Update on prisoner Pulami’s health
Global Campaign for the Release of Political Prisoners in Bhutan (GCRPPB) is pleased to announce that Damber Singh Pulami, an ICRC recognised political prisoner number 000397 who was seriously sick, has been recovering. Our source in Thimphu said that Mr Pulami had been discharged from Jigme Dorji Wangchuk National Referral Hospital in Thimphu, where he was admitted to its ICU on 17 May 2022. The source informed us that Mr Pulami received the best available medical treatment and is now recuperating at a local Basic Health Unit under the constant supervision of a health assistant.
GCRPPB, in early June 2022, had appealed to The king and prime minister of Bhutan to ensure the best available medical treatment to the ICU admitted Pulami. It had further requested Bhutan to grant amnesty to Pulami after he is fully recovered and make a proper arrangement to reunite him with his wife and children in their resettled country United States of America.
In its 2004 annual report on Human Rights in Bhutan, US State Department noted that a Bhutanese political activist, Pulami, a registered Bhutanese Refugee from Timai Camp in eastern Nepal, was arrested by the security forces in Bhutan in May 2001. The report further mentioned that he entered Bhutan to check on the internal resettlement of Non-Nepali speaking people in the South. He was falsely charged with extortion, kidnapping, murder, and subversive activities.

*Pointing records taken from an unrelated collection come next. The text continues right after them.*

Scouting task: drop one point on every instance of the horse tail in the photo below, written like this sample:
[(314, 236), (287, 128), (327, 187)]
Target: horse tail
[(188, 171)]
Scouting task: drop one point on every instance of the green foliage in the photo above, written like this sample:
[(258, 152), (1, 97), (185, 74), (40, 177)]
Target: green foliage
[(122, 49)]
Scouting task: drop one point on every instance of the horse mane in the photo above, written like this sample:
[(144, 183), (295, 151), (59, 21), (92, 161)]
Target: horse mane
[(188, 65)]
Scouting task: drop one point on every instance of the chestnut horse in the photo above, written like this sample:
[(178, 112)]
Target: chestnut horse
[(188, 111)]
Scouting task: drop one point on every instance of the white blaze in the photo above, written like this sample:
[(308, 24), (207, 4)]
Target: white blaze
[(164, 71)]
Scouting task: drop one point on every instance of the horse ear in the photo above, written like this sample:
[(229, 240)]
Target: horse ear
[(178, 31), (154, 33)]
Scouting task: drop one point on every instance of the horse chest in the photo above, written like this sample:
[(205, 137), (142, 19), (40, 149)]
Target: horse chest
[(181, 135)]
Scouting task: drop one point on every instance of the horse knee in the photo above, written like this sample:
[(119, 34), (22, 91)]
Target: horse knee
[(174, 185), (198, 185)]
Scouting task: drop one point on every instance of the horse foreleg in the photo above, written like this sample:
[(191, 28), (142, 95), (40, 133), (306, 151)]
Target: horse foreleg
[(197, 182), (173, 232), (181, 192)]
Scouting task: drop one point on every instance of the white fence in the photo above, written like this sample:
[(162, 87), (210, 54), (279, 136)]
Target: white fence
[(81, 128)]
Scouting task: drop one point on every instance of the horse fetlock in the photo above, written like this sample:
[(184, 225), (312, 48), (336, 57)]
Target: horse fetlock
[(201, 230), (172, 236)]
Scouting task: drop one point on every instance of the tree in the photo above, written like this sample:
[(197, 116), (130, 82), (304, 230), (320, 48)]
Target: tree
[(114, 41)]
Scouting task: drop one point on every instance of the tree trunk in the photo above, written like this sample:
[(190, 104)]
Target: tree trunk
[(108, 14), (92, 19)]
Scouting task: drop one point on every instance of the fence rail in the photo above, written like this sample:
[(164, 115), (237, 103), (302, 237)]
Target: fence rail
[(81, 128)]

Pulami was detained at Chemgang Central Prison in Thimphu since his arrest. He was inflicted with inhuman physical and mental torture and became seriously sick on several occasions but has survived on all such occasions.
His wife, Sabitra Pulami, was resettled in the United States along with their two sons and one daughter in 2011. During her last visit to see her husband, brokered by ICRC before flying for resettlement, she was shocked to see the deteriorating health condition of her erstwhile healthy husband. She said that her husband was looking pale and malnourished.
Pulami’s father, Amber Bahadur Pulami, died 25 years ago in the refugee camp. His mother, Ram Maya Pulami, died in 2020 in the US. They had expressed their last wishes to see their son’s face before death. Their last wishes remained unfulfilled for all to come, said Mrs Pulami with tears in her eyes.
GCRPPB appreciates and thanks the royal government of Bhutan for providing proper medical treatment to Mr Pulami. Furthermore, GCRPPB reiterates its appeal to His Majesty the King of Bhutan to have mercy and grant timely amnesty to Mr Pulami and all the other political prisoners languishing for many decades in several prisons in Bhutan. As per GCRPPB database, there are still 49 political prisoners in Bhutan. However, it is estimated through the unconfirmed report that around 100 political prisoners still serve sentences in various prions in Bhutan.